Sodium hypochlorite was investigated in three studies for its potential to exert clastogenic effects in the chromosomal aberration test and sister chromatid exchange study using Chinese hamster lung fibroblasts (CHL) and Human HE2144 fibroblasts, respectively. Under the experimental conditions employed, sodium hypochlorite equivocal results in Chinese hamster lung fibroblasts/Human fibroblasts (21% structural aberrations after 48 h exposure to 0.5 mg/mL and negative after 24 h exposure; Isihidate, 1984; 10.12 sister chromatid exchanges per cell were observed at the highest concentration tested, 0.1488 mg/mL, compared to 4.92 in case of negative control in the Human fibroblast study; no chromosome breakages and micronuclei were observed; Sasaki, 1980). In the second study conducted in Chinese Hamster fibroblasts in presence of S9 mix chromosomal gaps, breaks, and exchanges were observed in 11 % of the metaphases which mean a weak positive result (Matsuoka, 1979). The positive response of sodium hypochlorite must be seen as a secondary effect of the oxidising hypochlorite ion leading to the generation of reactive (oxygen) species and causing an increased incidence in the numbers of structural chromosomal aberrations.

Based on the weight of evidence (negative results in in vivo mutagenicity tests, and bioavailability shown by the acute oral toxicity study) the results of all of these tests are representative for demonstrating the absence of a mutagenic potential of sodium hypochlorite since this substance will dissociate under physiological (i.e. aqueous) conditions and release Na+ and Cl-.

Since the available in vivo studies clearly demonstrate that neither sodium nor chloride reveal a mutagenic potential, further testing of the genotoxic potential of sodium hypochlorite is scientifically unjustified and should not be performed.

Summary

Sodium hypochlorite showed positive results in one of three available in vitro tests in bacteria, but only in strain TA100. In the two other tests, negative results were obtained in all strains used, including TA100. Equivocal or positive results were found in cytogenetic tests in mammalian cells. However, all in vivo tests (two micronucleus tests and one cytogenetic test) were clearly negative. Equivocal results were obtained in the germ cell assay. Positive effects were observed only 3 weeks after the last dose, but not at week 1 and 5. Based on the mechanism of action, the weight of evidence and taking into account the results of the carcinogenicity and reprotoxicity studies sodium hypochlorite / hypochlorous acid is not considered to be genotoxic/mutagenic or clastogenic.

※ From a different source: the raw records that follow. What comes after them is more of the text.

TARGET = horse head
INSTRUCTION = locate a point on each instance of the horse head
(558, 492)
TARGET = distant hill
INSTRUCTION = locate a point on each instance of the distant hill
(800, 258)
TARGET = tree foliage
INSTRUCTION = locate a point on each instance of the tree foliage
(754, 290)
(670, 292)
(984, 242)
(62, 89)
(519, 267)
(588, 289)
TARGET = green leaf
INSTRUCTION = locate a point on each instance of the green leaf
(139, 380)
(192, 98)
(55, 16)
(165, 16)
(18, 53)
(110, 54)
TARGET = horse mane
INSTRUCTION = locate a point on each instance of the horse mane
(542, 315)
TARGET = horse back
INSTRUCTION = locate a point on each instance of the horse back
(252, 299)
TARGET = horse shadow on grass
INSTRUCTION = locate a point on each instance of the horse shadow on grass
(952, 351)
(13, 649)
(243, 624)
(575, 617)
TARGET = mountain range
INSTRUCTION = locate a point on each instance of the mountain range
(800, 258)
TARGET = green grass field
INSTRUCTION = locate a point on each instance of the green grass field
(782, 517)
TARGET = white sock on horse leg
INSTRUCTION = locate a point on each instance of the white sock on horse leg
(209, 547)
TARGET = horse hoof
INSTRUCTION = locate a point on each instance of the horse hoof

Short description of key information:
Sodium hypochlorite showed positive results in one of three available in vitro tests in bacteria, but only in strain TA100. In the two other tests, negative results were obtained in all strains used, including TA100. Equivocal or positive results were found in cytogenetic tests in mammalian cells. However, all in vivo tests (two micronucleus tests and one cytogenetic test) were clearly negative. Equivocal results were obtained in the germ cell assay. Positive effects were observed only 3 weeks after the last dose, but not at week 1 and 5. Based on the mechanism of action, the weight of evidence and taking into account the results of the carcinogenicity and reprotoxicity studies sodium hypochlorite / hypochlorous acid is not considered to be genotoxic/mutagenic or clastogenic.

Endpoint Conclusion: No adverse effect observed (negative)

Justification for classification or non-classification

Based on the results obtained in in vitro, in vivo and germ cell mutagenicity studies and taking into account the mechanism of action, the weight of evidence and the results of the carcinogenicity and reprotoxicity studies sodium hypochlorite/hypochlorous acid is not considered to be genotoxic/mutagenic or clastogenic and thus has not to be classified mutagenic according to Council Directive 67/548/EEC and CLP.